A long time ago my father send me Bruno Bettelheim's book A Good Enough Parent I think it was called. It was very good. Seeking perfectionism can lead to unhappiness. Being content with the compromises you do on an hourly basis can make you happier. Sadly I think some people's personalities are set a birth so you may not be able to make a conscious choice to move from perfectionist to "satisficer".

Judy1234 · 14/06/2007 14:17

..working fathers too Anna or most of them or those who aren't rendered sexist by women who enable and cause that sexism....etc I have to go.

Anna8888 · 14/06/2007 14:18

Whoosh - I have a bit of help with cleaning etc but my child is with me doing stuff around the house.

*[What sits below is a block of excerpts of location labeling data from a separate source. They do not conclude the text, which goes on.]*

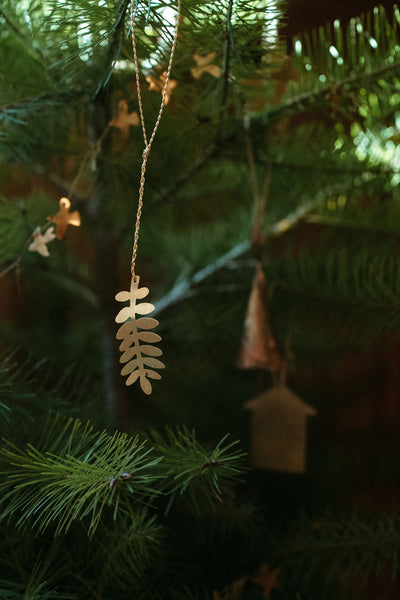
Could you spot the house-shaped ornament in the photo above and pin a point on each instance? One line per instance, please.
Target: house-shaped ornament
(278, 424)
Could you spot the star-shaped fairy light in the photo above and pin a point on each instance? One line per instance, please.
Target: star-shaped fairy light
(64, 218)
(40, 241)
(157, 85)
(204, 65)
(124, 120)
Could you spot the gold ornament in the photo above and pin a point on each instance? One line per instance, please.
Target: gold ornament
(124, 119)
(140, 358)
(158, 85)
(278, 437)
(204, 65)
(258, 350)
(137, 364)
(40, 241)
(64, 218)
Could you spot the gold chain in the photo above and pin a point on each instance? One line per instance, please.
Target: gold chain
(148, 143)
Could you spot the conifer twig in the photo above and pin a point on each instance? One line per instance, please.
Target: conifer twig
(182, 290)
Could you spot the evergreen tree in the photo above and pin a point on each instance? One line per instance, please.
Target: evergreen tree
(288, 155)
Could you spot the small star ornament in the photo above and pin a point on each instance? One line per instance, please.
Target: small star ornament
(157, 85)
(40, 241)
(64, 218)
(204, 65)
(124, 120)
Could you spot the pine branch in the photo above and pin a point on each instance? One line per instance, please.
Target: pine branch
(99, 472)
(337, 544)
(184, 289)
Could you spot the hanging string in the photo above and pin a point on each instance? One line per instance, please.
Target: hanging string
(148, 142)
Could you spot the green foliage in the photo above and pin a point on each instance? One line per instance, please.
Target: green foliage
(340, 545)
(161, 516)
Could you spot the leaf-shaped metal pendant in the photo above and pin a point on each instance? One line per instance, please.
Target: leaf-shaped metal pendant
(138, 357)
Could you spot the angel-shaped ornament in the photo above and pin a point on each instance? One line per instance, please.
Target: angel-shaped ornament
(124, 119)
(40, 241)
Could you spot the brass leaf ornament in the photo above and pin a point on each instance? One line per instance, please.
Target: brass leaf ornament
(64, 218)
(40, 241)
(124, 119)
(258, 349)
(139, 359)
(204, 65)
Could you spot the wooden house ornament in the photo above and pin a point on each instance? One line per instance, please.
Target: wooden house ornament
(278, 423)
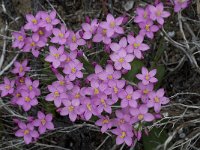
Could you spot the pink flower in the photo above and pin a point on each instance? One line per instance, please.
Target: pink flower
(44, 122)
(21, 68)
(7, 87)
(49, 20)
(112, 25)
(122, 45)
(147, 77)
(141, 114)
(180, 4)
(71, 108)
(142, 15)
(158, 13)
(157, 99)
(60, 35)
(27, 100)
(89, 29)
(75, 40)
(57, 95)
(148, 29)
(33, 22)
(73, 69)
(56, 56)
(101, 35)
(129, 97)
(104, 122)
(26, 131)
(123, 135)
(31, 86)
(136, 45)
(122, 60)
(19, 38)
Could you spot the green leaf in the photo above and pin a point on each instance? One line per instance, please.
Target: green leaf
(155, 138)
(160, 75)
(136, 66)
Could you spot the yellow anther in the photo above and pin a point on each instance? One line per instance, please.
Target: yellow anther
(26, 132)
(43, 121)
(34, 21)
(146, 91)
(73, 38)
(136, 45)
(56, 94)
(20, 38)
(121, 60)
(123, 135)
(128, 97)
(48, 20)
(96, 91)
(71, 108)
(156, 99)
(27, 99)
(105, 121)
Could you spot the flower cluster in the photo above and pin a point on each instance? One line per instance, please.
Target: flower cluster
(29, 130)
(81, 97)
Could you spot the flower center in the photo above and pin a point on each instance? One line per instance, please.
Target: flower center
(89, 107)
(56, 55)
(26, 132)
(73, 70)
(48, 20)
(61, 35)
(121, 60)
(68, 59)
(105, 121)
(34, 21)
(110, 77)
(21, 69)
(7, 87)
(43, 121)
(32, 44)
(146, 91)
(128, 97)
(115, 89)
(112, 24)
(136, 45)
(18, 95)
(77, 95)
(158, 13)
(20, 38)
(147, 77)
(104, 32)
(145, 15)
(140, 116)
(30, 88)
(156, 99)
(103, 102)
(27, 99)
(96, 91)
(71, 108)
(147, 27)
(21, 80)
(61, 82)
(73, 38)
(56, 94)
(41, 32)
(123, 135)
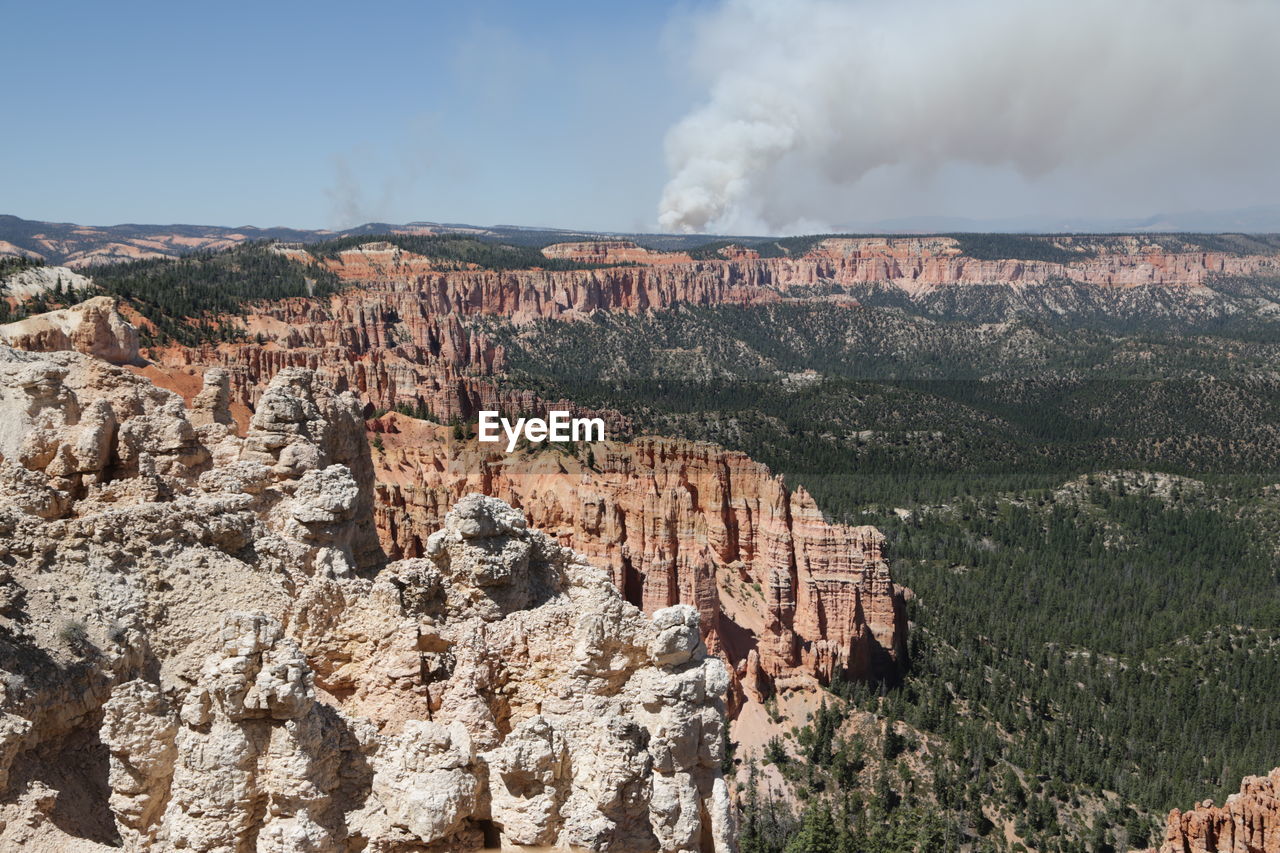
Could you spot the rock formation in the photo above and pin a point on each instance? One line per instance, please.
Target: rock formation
(782, 594)
(204, 647)
(94, 327)
(1248, 822)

What I am absolutely sure of is that the quality and quantity of conversation (in English and French) is far superior to anything she would get from any kind of childcare available to me. I'm there to answer all her questions, discuss the world around us in detail, and she gets out and about an awful lot, far more than I would be prepared to pay a nanny to do. So yes, I am totally confident that she has more fun and is more developed than if she had been with someone else.

mozhe · 14/06/2007 14:21

Rubbish Anna.....my sister lives in Paris, she has a super FRENCH nanny, same one for 5 years...normalish children too
Anyways Anna....shouldn't you be stimulating your DD's 'cognitive abilities'...hope she's not faltering iin her language development !

bundle · 14/06/2007 14:21

mozhe

what makes you think anyone wants "normalish children"?

Quattrocento · 14/06/2007 14:24

Agree with you Xenia - but how true it is about work expanding to fill the time available! My mother, who is in perfect health, was a whizzy working mother. Now she's retired she really does make an expedition to buy a postage stamp.